Bruno Bethenod : Depuis 2015, je suis venu plusieurs fois en Arménie avec Vanik Berberian, l’ancien président de l’Association des maires ruraux de France, dans le cadre de la signature d’une convention de partenariat avec l’Association des communes d’Arménie. Et en octobre 2018, lors du Sommet de la Francophonie, j’ai rencontré Emma Hakobian, une des intervenantes sélectionnées par le Programme des Nations unies pour le développement (PNUD), qui m’a présenté son projet de développement de production laitière à Gandzakar. Elle venait de racheter une laiterie construite par des Russes dans les années 90, mais qui n’était plus utilisée depuis une vingtaine d’années. Son projet répond à une problématique locale : comme les éleveurs n’ont personne à qui vendre leur lait régulièrement, ils sont obligés d’aller faire paître leurs vaches en montagne d’avril à octobre pour pouvoir engraisser les veaux et revendre leur viande. L’idée est donc que la laiterie achète ce lait, ce qui permettra aux éleveurs de rester dans les plaines avec leurs bêtes, au lieu de passer la moitié de l’année en altitude dans les montagnes, loin de leurs familles.
Comment avez-vous développé cette idée initiale ?
B.B. : Je me suis rendu plusieurs fois sur place avec Dominique Champion, qui est professeure à l’Institut Agro Dijon en physico-chimie des aliments et management de la qualité. Nous avons réfléchi à comment réorganiser et équiper la laiterie et nous avons rendu visite à une trentaine d’éleveurs pour comprendre leurs besoins. Pour compléter l’équipe, j’ai fait appel à Eric Demouron, professeur de zootechnie fraîchement retraité, et Astrid Neyrand, une vétérinaire qui sera chargée des formations tout au long de l’année. Par ailleurs, je suis moi-même titulaire d’une formation supérieure en productions animales. Actuellement, nous sommes en train d’établir des conventions de partenariat avec cinq éleveurs de vaches et un éleveur de chèvres afin qu’ils nous fournissent du lait qui sera produit selon un cahier des charges précis. L’objectif est de générer des revenus pour les éleveurs, qui à leur tour pourront ainsi faire évoluer leurs modes de production et montrer l’exemple aux autres agriculteurs. C’est une manière plus rationnelle – et moins coûteuse – de développer l’élevage à l’échelle globale, plutôt que d’aller équiper chaque éleveur séparément.
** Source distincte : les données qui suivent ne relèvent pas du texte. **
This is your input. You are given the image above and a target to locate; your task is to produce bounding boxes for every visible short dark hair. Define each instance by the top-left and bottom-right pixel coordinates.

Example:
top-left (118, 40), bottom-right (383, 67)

Quelle est la place de la formation dans votre initiative ?
B.B. : Notre projet a la chance de s’inscrire dans une dynamique plus large : d’une part l’ouverture du Lycée agricole Patrick Devedjian à Idjevan, et d’autre part le plan du gouvernement arménien pour développer l’agriculture dans le Tavush. Pour la formation, nous coordonnons nos efforts avec les équipes du Lycée du Fonds Arménien afin de croiser nos formations vers les professeurs et élèves du Lycée et nos éleveurs qui vont bénéficier d’une formation continue. Les élèves viendront profiter eux aussi des stages pratiques dans les six élevages et dans la laiterie de Madame Hakobian à Gandzakar.
Qui sont les autres acteurs impliqués dans le projet ?
B.B. : En plus de la délégation du Fonds Arménien de France, nous avons reçu fin septembre la visite d’une délégation de quatre sénateurs menée par Gilbert-Luc Devinaz, président du groupe d'amitié France-Arménie au Sénat. Ils sont repartis très satisfaits de ce qu’ils ont vu sur place et sont impatients de voir se matérialiser cette « petite révolution » culturelle. En effet, sur les 12 000 hectares de la commune, il y a environ 1 000 hectares d’estives [pâturages de montagnes] et seulement 900 hectares de prairie. Nous allons donc devoir recréer des prairies artificielles dans la vallée pour avoir suffisamment de fourrage de qualité.
Qu’en est-il de la partie financière ?
B.B. : Nous sommes en train d’établir un business plan pour déterminer à combien s’élèveront la rénovation et l’équipement du bâtiment, sachant qu’en plus du crédit que nous allons demander, Emma Hakobian et son mari apporteront leur contribution personnelle. Cela représente un investissement total d’environ 120 000 €, avec un fonds de roulement de l’ordre de 5 000 à 10 000 € que nous comptons assurer. Les produits de la laiterie seront principalement destinés au marché arménien, avec des perspectives d’exportation à plus long terme.